What are the first signs of coronavirus? Surprising JAMA report says 10% show unexpected symptoms

By Arianne Cohen

Doctors worldwide are closely following a new JAMA report of 138 January cases of the Wuhan coronavirus at one hospital in Wuhan, China. Researchers are just beginning to understand the virus, and here they describe its transmission, symptoms, and treatment time:

Symptoms

    Everyone gets a fever. Temperatures spiked in all but two of the 138 patients. Approximately two-thirds also had fatigue and dry coughs, and many had muscle aches.

    Some patients don’t have flu symptoms! Roughly 1 in 10 presented not with flu-like symptoms but with diarrhea and nausea. This confused doctors, who placed one patient on a surgical ward, with no precautions, because coronavirus was not suspected.

    It’s slow and long. Time from onset to hospitalization was a full week, and severe breathing trouble didn’t develop for a median of eight days. This means that patients can do well, and then take a turn for the worse. Median hospitalization time was 10 days—though the study only looked at patients sick enough to need hospitalization in the first place.
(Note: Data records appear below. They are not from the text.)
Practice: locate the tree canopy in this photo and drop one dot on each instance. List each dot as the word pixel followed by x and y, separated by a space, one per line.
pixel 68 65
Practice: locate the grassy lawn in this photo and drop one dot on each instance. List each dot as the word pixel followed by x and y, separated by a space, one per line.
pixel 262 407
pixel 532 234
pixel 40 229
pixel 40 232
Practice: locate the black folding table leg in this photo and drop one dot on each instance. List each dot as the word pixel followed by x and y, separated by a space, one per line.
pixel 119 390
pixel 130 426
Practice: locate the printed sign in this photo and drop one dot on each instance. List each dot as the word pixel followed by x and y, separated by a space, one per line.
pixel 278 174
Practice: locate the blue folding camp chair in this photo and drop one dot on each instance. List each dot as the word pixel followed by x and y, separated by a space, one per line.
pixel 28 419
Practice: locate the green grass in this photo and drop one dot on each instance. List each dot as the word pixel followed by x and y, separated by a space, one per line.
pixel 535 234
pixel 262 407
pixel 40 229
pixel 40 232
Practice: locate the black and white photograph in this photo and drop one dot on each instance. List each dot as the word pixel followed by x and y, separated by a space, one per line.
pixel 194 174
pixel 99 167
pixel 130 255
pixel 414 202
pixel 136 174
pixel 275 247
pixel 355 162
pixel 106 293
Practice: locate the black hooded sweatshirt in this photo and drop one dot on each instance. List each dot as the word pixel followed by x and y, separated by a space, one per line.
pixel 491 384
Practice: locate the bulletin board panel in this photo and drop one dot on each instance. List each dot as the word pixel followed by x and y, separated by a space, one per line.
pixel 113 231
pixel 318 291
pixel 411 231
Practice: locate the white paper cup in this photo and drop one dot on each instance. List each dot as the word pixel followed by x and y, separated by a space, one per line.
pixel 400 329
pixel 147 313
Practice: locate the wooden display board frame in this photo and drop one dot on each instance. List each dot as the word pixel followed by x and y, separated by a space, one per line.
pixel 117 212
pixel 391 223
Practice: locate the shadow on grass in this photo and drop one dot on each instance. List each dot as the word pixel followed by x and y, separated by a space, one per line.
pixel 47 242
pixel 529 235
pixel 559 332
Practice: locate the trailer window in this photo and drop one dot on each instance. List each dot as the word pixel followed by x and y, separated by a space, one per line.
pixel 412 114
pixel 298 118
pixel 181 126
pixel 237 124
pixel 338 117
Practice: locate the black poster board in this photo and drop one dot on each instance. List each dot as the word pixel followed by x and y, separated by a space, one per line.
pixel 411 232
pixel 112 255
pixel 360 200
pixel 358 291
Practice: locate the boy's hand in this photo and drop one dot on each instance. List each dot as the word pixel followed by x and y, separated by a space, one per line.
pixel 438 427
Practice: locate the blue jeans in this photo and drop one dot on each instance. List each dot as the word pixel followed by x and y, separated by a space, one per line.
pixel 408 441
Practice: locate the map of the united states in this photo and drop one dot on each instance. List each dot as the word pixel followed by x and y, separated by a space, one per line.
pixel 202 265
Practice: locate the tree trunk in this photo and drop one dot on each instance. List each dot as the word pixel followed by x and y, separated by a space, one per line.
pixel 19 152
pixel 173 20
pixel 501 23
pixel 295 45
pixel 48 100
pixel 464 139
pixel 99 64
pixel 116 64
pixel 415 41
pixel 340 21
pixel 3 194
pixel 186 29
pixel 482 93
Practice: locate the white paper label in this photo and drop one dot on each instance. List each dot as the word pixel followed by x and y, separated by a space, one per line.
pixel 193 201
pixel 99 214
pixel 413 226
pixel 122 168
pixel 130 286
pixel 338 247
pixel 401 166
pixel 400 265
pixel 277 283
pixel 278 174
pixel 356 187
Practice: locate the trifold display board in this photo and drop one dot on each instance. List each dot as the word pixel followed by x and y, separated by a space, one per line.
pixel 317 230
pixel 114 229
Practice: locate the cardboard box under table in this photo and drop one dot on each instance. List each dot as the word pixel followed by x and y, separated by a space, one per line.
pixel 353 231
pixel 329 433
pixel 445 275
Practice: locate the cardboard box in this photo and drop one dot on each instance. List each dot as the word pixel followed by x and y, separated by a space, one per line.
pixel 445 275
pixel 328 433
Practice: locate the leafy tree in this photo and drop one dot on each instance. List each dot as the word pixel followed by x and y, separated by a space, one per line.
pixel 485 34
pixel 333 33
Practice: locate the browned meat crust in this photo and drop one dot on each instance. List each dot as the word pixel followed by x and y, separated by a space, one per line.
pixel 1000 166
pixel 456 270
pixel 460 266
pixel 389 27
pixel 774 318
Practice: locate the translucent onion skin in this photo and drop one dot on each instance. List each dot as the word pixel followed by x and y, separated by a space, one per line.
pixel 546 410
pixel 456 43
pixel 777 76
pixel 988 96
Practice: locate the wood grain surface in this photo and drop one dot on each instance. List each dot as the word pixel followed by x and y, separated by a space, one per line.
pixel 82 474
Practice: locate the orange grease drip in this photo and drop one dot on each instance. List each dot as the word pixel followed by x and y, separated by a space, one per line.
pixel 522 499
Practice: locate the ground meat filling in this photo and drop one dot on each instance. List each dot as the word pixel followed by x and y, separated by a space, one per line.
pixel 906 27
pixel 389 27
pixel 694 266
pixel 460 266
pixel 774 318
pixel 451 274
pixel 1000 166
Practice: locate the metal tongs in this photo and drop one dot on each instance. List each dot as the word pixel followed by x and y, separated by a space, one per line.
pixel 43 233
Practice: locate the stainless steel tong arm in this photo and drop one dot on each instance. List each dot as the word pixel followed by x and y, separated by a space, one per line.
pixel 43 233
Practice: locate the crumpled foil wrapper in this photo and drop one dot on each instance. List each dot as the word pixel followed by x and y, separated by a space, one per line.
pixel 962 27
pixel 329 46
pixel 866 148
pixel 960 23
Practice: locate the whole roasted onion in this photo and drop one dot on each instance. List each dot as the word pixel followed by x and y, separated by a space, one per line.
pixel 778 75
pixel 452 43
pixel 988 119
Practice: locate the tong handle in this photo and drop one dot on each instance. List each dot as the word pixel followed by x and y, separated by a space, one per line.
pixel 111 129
    Older people with health problems get sicker. Though roughly equal numbers of young, old, male, and female patients contracted the virus (this is news: many early patients were men who worked at a seafood market), of the quarter in the ICU, nearly half had underlying medical conditions and were typically at least in their 60s. They often developed respiratory distress syndrome, heart arrhythmias, or shock.

How Wuhan coronavirus works

    It’s a full-body infection. Patient testing indicates that it’s a serious viral disease that causes “systemic viral infection” and pneumonia, followed by a body-wide inflammatory response.

    It’s really contagious, particularly in hospitals. One “super-spreader” patient infected at least 14 confirmed people, and likely many more. Over 40% of the patients in the study caught the virus in a hospital, including 17 patients and 40 healthcare workers.

    We have no idea what the death rate is. In this study, 4.3% died by the time of publication—and over 60% of the cases were still in the hospital. This said, again, the study observed only hospitalized people, who were presumably more sick than patients with mild symptoms who did not need hospitalization.